I’ve been struggling to write this post for a while. I have been tangled up in these powerful emotions and I’m by no means free, but there’s subjects I want to talk about other than the one that preoccupies most of my nights and days lately.
The thought that has been rattling around in my head is that I have the strange sense that I’ve detected that life has the qualities of a loop. Or not a perfect reiteration of events, but maybe more like a spiral, with both the qualities of a loop and an arrow. Like a screw. Yeah, life will screw you, won’t it? Like James Brown said, “Money won’t change you, but time will take you on.” Uh, huh.
This notion has grabbed a hold of me, and won’t let me go. Its related to this other idea that the concept of free will versus determinism is a false dichotomy, and that reality exhibits characteristics of both.
But today I want to focus on this concept of cycles. They say that history repeats itself, and that there’s nothing new under the sun. For me, that seems to be true at a more personal level. Like I said, you are who you are, and it is what it is. And maybe people change, but only slowly, and not really that much.
So our experience of life is filtered by our perceptions and responses, and so on. But what I’m talking about is coming at a different level. Like seeing something out of the corner of your eye that doesn’t look right somehow. Like when you’re not looking, the tables and chairs get up and dance around. And you turn your head quick, and boom. They’re back where they were, I think. Or like these ideas I’ve had, I’ve written about elsewhere, that seem so real, I called them “future memories.” How when Anita was sick the first time, I used to tell her how we would grow old together and we’d go certain places, and do certain things, sometimes rather ordinary things, but I could describe those scenes so vividly, it was like I was actually seeing them, or recalling them, in a way like maybe recalling a dream you had. And over our nearly thirty years together, by God, one by one, those things actually came to pass, pretty much as I had “seen” them or dreamt them. And not one went undone, that I can recall, although some did surprise me.
And now I’m sitting in my back yard by the pool, at a table in the shade, drinking a beer, idly plucking my guitar. And I’m reminded of my little apartment on Emily Road, during another really hot summer back there in 1980. We were all young and from somewhere else, and working in the big boom town, and my neighbors and I formed a little group, guys and girls, all single and mostly in our twenties, and we’d hang out down by the pool in the shade after work, drink beer and swap stories, and sometimes play guitars and sing. And to me, that whole scene could have been yesterday, or this morning. Memory is funny that way, the associations literally are adjacent in my memory banks, and not at all separated by nearly half a lifetime.
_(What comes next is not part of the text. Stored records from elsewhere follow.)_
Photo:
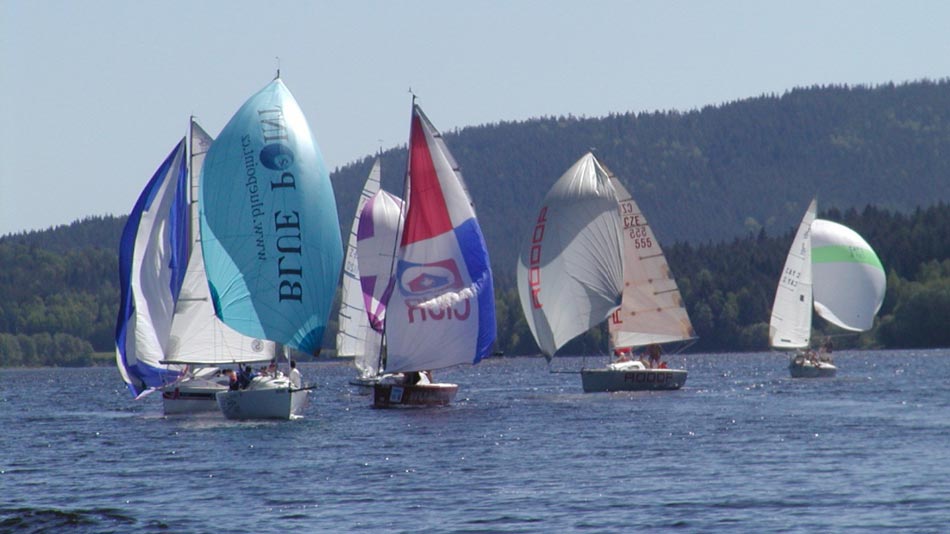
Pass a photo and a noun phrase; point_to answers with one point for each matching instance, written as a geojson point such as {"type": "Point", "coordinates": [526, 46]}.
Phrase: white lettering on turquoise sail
{"type": "Point", "coordinates": [257, 206]}
{"type": "Point", "coordinates": [277, 156]}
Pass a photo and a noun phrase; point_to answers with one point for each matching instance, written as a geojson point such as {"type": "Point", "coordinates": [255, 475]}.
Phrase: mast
{"type": "Point", "coordinates": [381, 364]}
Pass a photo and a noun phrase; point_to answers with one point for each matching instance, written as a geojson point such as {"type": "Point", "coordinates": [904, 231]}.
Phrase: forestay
{"type": "Point", "coordinates": [269, 226]}
{"type": "Point", "coordinates": [442, 311]}
{"type": "Point", "coordinates": [849, 278]}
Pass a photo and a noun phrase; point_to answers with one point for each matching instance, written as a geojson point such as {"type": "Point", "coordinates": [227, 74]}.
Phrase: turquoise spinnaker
{"type": "Point", "coordinates": [269, 228]}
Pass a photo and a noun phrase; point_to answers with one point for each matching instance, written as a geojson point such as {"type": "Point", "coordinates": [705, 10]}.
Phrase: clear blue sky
{"type": "Point", "coordinates": [95, 93]}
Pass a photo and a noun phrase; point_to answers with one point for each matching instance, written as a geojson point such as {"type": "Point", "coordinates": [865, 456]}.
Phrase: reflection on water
{"type": "Point", "coordinates": [741, 447]}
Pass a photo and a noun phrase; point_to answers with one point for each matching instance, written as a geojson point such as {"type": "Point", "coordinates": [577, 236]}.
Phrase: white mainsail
{"type": "Point", "coordinates": [849, 278]}
{"type": "Point", "coordinates": [790, 324]}
{"type": "Point", "coordinates": [354, 338]}
{"type": "Point", "coordinates": [652, 309]}
{"type": "Point", "coordinates": [570, 271]}
{"type": "Point", "coordinates": [197, 335]}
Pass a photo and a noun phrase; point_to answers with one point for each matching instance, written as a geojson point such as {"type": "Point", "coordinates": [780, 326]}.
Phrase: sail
{"type": "Point", "coordinates": [442, 310]}
{"type": "Point", "coordinates": [379, 233]}
{"type": "Point", "coordinates": [197, 335]}
{"type": "Point", "coordinates": [269, 228]}
{"type": "Point", "coordinates": [790, 325]}
{"type": "Point", "coordinates": [153, 254]}
{"type": "Point", "coordinates": [355, 338]}
{"type": "Point", "coordinates": [849, 278]}
{"type": "Point", "coordinates": [570, 271]}
{"type": "Point", "coordinates": [652, 309]}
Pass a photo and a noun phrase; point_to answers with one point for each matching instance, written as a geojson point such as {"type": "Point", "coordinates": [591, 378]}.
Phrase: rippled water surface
{"type": "Point", "coordinates": [741, 448]}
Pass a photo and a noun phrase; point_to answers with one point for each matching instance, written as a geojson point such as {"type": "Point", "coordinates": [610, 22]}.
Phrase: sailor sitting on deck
{"type": "Point", "coordinates": [654, 351]}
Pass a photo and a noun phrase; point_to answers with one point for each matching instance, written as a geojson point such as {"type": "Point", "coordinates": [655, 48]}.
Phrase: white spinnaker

There’s other examples, with friends and acquaintances how when you get to this phase of life, everything reminds you of something else, and everyone reminds you of someone you used to know, and damned if your relationship with this new person doesn’t follow the same arc as with that other person you knew thirty, forty, fifty years previously. And how could it not, for all the differences, and changes time brings on, you are the still the same person you were then, and this new person is just another incarnation, avatar, manifestation of the same archetype as that other one you’re reminded of.
And then my thoughts, and my own words form a loop, and like Pam said one time, some people have like this little tape that plays over and over again, and all you have to do is punch their button, pull their string, and blattibloop, out it comes.
So not only does everything remind you of something else, everyone reminds you of someone else, and you wind up saying the same things over and over, and every morning you forget that you’ve been having the same dreams over and over again your whole life long, and it’s just like that tape that’s playing in your head, like a big blue loop, that doesn’t ever change. and it looks like we’re moving, but we’re really standing still.